Salgın sürecinde alınan önlemler arasında yer alan eğitime ara verilmesi ve sokağa çıkma yasaklarının çocuklara yönelik her türlü şiddetin artması riskini de beraberinde getirdiği vurgulanan açıklamada, bazı kamu kurumlarının çalışma şekillerinin değişmesinin de çocuk haklarının korunmasıyla ilgili mekanizmalara erişimde sorunlara yol açtığının belirtildi.
Ciddi değişim
Baro, salgın ilanından bugüne kadar tarafından çocukların maruz kaldıkları cinsel dokunulmazlığa karşı işlenen suçlarda yaptıkları avukat görevlendirmelerinde ciddi bir değişim gözlemlendiği de duyurdu. Bu konuda şu veriler paylaşıldı: “Örneğin 10 Mart ile 07 Mayıs tarihleri arasında çocuğun cinsel istismarı suçu için yapılan görevlendirme 99 iken, 2019 yılında aynı dönemde bu sayı 160, 2018’de 211, 2017’de 244, 2016’da 154, 2015’de ise 74 olarak gerçekleşmiştir. 2020 yılı ocak, şubat ve mart ayı görevlendirilmelerine bakıldığında ise şubat ayında cinsel istismarı suçu için yapılan görevlendirme 157 iken, Mart ayında 32’dir.”

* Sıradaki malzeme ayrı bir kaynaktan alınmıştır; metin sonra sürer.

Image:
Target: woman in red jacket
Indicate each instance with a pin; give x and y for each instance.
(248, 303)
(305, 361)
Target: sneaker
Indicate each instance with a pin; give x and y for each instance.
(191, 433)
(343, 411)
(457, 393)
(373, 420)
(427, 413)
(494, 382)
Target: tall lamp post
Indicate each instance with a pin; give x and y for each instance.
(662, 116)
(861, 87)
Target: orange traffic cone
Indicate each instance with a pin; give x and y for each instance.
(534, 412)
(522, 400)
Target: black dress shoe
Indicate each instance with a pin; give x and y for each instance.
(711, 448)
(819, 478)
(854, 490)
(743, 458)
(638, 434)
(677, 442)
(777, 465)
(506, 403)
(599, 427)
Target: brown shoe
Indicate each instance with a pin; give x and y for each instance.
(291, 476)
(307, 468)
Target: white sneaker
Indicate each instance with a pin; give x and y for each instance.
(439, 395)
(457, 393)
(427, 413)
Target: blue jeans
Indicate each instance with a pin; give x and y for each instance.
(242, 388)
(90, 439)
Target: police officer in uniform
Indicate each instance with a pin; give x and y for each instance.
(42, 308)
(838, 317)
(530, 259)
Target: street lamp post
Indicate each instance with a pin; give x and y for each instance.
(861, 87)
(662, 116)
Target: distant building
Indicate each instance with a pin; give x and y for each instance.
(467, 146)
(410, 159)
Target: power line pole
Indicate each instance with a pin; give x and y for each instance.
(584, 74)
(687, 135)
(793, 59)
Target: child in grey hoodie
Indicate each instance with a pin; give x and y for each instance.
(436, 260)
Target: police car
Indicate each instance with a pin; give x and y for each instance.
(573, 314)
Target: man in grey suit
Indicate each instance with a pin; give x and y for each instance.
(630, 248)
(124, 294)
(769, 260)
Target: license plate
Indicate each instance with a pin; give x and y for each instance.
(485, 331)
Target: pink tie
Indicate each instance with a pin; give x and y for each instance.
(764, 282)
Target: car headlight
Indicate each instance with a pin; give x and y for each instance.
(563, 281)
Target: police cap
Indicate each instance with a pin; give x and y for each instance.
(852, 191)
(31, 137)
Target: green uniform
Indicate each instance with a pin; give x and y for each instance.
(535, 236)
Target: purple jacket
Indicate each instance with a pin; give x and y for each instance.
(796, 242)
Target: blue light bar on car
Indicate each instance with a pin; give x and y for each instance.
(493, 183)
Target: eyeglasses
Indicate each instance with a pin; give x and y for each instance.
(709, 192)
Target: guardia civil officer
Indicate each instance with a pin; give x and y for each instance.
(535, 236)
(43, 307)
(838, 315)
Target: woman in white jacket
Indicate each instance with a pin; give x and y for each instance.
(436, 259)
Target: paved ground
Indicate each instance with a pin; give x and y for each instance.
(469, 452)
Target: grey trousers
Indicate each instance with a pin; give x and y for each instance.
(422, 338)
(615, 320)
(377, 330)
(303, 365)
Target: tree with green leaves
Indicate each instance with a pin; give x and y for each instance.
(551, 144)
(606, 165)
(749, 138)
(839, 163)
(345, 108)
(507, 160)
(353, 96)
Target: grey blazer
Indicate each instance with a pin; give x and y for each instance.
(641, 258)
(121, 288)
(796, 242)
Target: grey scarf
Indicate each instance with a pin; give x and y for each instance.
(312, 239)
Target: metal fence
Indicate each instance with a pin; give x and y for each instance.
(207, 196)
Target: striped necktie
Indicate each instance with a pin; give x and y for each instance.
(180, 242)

Mağdur çocuk sayısında görülen ciddi azalmanın başlıca nedeninin okulların kapalı olması ve salgın nedeniyle alınan diğer önlemlerden kaynaklı koruyucu mekanizmalara erişim konusunda yaşanan sıkıntılar olduğu kaydedilen açıklamanın devamında “Kayıtlara geçebilen şiddet olguları buzdağının sadece görünen kısmını oluşturmakta, kapalı kapılar ardında yaşanan her türlü cinsiyete dayalı şiddete maruz kalan ve/veya şiddete tanıklık ederek travmaya uğrayan çocukların gerçek sayısı seslerini duyuramadıkları için ne acıdır ki bilinmemektedir” denildi.

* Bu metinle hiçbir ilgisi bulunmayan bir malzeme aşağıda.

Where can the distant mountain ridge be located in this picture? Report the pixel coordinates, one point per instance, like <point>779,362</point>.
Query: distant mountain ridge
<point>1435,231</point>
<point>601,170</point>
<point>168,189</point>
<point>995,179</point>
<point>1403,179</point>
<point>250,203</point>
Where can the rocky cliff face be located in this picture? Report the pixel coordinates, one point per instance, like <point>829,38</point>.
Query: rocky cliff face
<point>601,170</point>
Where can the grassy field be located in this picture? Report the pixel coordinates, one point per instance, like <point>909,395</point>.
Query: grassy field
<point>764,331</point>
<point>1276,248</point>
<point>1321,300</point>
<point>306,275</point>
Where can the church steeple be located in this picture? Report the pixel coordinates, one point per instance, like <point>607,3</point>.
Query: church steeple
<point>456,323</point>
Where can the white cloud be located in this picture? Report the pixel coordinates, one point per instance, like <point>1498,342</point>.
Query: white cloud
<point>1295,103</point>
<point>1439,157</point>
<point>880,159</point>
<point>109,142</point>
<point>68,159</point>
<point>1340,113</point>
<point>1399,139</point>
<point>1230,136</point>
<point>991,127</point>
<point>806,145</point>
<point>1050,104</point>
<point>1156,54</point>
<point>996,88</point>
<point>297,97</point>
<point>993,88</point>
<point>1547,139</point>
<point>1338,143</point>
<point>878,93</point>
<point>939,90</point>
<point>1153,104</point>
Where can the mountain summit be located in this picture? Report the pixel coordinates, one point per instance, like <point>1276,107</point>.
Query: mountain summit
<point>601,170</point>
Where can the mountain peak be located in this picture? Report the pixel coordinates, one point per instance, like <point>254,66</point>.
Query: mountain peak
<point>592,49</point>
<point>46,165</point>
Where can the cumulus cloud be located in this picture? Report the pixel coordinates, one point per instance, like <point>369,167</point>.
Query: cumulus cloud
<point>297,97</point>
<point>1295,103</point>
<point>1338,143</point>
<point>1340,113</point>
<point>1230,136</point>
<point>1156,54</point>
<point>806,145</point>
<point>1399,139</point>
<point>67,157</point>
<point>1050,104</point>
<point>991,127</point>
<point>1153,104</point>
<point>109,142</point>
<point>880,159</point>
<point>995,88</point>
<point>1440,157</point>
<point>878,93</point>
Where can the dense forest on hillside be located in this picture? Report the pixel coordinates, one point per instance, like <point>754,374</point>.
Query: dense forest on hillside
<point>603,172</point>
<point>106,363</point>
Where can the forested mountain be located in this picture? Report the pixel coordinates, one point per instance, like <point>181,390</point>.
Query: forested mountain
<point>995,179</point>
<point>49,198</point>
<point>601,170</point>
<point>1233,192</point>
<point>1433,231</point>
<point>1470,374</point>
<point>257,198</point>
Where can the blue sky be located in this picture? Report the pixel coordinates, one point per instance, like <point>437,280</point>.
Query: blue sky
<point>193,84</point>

Birleşmiş Miletler (BM) Çocuk Hakları Sözleşmesi, Lanzarote Sözleşmesi, Anayasa ve Çocuk Koruma Kanunundaki hükümlerin uygulanması kapsamında Kovid-19 salgını sürecinde yapılması gerekenler ise şöyle sıralandı:
“* Alo 155, Alo 156 ve Alo 183 numaraları dışında erişimde yaşanan sıkıntıyı aşabilmek üzere her türlü şiddete ve istismara maruz kalan çocukların gerektiğinde hiç konuşmadan bile erişebileceği ve sadece bir kez arama şansına sahip olabilecekleri de göz önüne alınarak yalnız Çocuğa Yönelik Şiddet için 7/24 ulaşılabilecek aktif ve derhal yanıt veren ayrı bir hat oluşturulmalı ve bu hatlar çocuklar tarafından bilinir kılınmalıdır.
* Kadın ve çocuklara yönelik olarak artan ev içi şiddete ilişkin gerek medya, basın, yayın araçlarıyla gerekse de uzaktan eğitim programı kullanılarak farkındalık ve bilinçlendirme çalışmaları arttırılmalıdır.

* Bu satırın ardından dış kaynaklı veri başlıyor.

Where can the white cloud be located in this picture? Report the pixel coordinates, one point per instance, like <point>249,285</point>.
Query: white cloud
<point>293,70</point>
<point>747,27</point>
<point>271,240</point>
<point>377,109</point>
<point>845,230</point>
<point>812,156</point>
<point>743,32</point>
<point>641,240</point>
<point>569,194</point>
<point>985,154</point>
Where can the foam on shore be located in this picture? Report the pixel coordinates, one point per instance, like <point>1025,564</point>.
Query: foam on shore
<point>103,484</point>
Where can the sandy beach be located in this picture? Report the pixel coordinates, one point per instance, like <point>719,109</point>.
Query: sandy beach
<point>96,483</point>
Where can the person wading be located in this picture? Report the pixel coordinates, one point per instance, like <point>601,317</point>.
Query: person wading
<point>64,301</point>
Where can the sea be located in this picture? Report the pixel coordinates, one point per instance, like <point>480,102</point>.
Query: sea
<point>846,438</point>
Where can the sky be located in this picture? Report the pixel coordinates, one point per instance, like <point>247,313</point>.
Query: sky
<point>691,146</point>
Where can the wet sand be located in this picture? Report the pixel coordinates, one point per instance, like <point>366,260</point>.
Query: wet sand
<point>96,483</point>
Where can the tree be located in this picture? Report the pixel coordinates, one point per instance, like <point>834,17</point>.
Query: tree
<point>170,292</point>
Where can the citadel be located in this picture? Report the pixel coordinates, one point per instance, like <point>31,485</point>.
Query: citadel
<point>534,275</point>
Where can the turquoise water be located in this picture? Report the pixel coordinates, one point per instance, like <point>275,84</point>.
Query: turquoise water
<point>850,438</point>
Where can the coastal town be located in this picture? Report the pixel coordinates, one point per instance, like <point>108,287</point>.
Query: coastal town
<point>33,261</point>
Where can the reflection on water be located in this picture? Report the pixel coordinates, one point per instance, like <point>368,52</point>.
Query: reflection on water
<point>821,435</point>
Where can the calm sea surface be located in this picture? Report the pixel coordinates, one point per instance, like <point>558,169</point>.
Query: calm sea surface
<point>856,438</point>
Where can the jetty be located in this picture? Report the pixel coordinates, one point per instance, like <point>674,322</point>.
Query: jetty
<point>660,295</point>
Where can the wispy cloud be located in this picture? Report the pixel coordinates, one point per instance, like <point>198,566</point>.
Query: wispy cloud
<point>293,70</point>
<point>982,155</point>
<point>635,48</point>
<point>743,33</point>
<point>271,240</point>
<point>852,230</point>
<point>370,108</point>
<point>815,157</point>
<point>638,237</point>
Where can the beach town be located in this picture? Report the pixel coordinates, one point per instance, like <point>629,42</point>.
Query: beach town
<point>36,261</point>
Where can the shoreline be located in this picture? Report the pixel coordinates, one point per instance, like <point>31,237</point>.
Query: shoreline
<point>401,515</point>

* Uzaktan eğitim kararının alınmasıyla ülkede pek çok çocuğun internete erişememesi ve evlerinde televizyon olmaması sebebi ile ortaya çıkan eğitim eşitsizliği ile çocukların çevrimiçi risklere ve dijital zorbalığa maruz kalma riskini ortadan kaldıracak politikalar geliştirilmelidir.
* Bu süreçte özel eğitime ve farklı destek mekanizmalarına gereksinimi olan çocukların ihtiyaçlarını karşılayacak politikalar oluşturulmalıdır.
* Cinsiyete dayalı şiddet verileri ivedilikle toparlanmalı ve kamuoyu ile paylaşılmalıdır.
* Yapılan infaz düzenlemesiyle cezaevlerinden salıverilen şiddet faillerinin izlenmesi ve bu faillerin şiddetine maruz kalan mağdur kadın ve çocukların korunması için bir izleme/denetim mekanizması oluşturulmalıdır.
* Kamusal alanlar güvenilir ve çözüm geliştirici hale getirilmelidir.”